Aturdido pela apostrophe e coberto de lagrimas, Eduardo ajoelhou, referindo os infortunios que o levaram por necessidade e gratidão a servir o seu libertador. Com o soccorro da mãe compadecida, conseguiu commover o velho até ao extremo de prometter-lhe não o denunciar á justiça, com a clausula de que iria sumir-se nas Alturas de Barroso em casa de parentes.

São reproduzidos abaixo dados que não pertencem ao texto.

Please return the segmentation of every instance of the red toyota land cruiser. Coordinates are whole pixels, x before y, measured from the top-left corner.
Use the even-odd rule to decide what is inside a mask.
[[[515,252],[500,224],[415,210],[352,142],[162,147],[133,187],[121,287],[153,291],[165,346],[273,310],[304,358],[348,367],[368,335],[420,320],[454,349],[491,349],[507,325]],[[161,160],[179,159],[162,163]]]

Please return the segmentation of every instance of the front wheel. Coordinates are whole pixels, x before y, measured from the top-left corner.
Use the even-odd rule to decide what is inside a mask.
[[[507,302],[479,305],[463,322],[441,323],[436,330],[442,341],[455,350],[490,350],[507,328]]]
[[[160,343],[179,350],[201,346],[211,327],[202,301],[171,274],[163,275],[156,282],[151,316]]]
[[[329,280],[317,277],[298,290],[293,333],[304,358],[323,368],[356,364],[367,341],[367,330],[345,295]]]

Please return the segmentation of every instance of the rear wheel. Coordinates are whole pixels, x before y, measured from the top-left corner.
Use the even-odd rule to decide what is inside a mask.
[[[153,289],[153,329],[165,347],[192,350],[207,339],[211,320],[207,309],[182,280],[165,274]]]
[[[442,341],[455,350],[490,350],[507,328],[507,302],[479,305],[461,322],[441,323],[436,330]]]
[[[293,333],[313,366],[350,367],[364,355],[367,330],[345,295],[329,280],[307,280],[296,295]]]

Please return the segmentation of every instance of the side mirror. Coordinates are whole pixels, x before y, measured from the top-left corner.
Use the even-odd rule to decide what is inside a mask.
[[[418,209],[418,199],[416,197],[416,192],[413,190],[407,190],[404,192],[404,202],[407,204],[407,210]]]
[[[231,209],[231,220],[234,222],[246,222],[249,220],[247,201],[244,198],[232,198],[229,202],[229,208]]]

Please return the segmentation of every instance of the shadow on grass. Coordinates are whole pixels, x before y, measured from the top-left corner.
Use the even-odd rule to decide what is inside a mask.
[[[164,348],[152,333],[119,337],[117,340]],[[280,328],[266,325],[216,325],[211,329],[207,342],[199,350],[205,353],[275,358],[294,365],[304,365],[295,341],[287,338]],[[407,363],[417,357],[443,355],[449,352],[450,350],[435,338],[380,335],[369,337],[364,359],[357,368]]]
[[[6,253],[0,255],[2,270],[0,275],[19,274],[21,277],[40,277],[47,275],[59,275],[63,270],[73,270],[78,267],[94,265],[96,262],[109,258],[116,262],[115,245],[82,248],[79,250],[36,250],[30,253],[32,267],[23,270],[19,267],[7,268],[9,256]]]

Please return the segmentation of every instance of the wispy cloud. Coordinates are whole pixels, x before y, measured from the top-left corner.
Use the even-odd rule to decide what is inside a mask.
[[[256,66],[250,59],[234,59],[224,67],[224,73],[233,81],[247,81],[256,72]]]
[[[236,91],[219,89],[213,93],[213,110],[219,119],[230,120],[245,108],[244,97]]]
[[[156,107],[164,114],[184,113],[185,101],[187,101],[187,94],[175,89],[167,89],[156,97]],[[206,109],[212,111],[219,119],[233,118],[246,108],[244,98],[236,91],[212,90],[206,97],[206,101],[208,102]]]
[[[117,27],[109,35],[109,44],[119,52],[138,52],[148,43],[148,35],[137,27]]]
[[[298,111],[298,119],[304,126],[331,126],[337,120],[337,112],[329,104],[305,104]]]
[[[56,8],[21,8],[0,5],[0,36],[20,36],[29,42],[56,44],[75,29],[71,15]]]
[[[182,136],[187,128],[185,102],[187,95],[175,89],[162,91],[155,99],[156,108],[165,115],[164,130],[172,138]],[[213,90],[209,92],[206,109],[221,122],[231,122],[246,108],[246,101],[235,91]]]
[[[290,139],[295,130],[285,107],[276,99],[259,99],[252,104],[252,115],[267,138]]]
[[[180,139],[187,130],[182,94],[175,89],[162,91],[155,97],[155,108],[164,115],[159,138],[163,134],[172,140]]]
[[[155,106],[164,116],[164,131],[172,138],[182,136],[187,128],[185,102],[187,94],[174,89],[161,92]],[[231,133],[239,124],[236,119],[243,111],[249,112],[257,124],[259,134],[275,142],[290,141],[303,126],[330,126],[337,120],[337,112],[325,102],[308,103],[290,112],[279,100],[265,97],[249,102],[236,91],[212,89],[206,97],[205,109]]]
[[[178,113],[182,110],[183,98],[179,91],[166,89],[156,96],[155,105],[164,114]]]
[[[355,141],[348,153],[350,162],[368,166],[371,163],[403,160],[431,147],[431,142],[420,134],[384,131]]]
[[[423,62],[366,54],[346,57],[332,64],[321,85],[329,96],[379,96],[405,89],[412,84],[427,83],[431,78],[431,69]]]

Foi; mas poucos dias permaneceu na soledade agra de uma serrania onde o desejo de morrer o debruçava sobre os despenhadeiros, implorando á sua desgraça a coragem do suicidio. A coragem! Porque não hei de, acostado a moralistas de grande tomo, chamar-lhe antes cobardia? É porque ha mister enorme coração quem dentro d'elle se abre um tumulo. É porque vae esforçada{39} valentia n'isto de um infeliz se aniquilar com a certeza de que em vez de lagrimas, lhe pesará sobre a memoria a censura dos felizes, o horror dos espiritualistas catholicos, e a nota da demencia—suprema injuria a essas pobres almas que a divina justiça não mandaria ás penas eternas sem lhes descontar os terribilissimos paroxismos, aquelle tormentoso debaterem-se nas prezas da desgraça, aquelle relanço d'olhos ao céo e o grito d'alma n'esta dilacerante pergunta: «Quando te pedí eu a vida, ó Creador?»

Eduardo desceu um dia das Alturas de Barroso e entrou no Porto demudado e vestido por maneira que o não poderiam suspeitar. Acercou-se do páteo de um irmão de D. Antonia de Portugal, e conversou com os palafreneiros, occasionando perguntar novas da fidalga. Disseram-lhe que ella estava em um convento de Coimbra, onde a encerraram depois que o marido acabára na batalha de Vimieiro.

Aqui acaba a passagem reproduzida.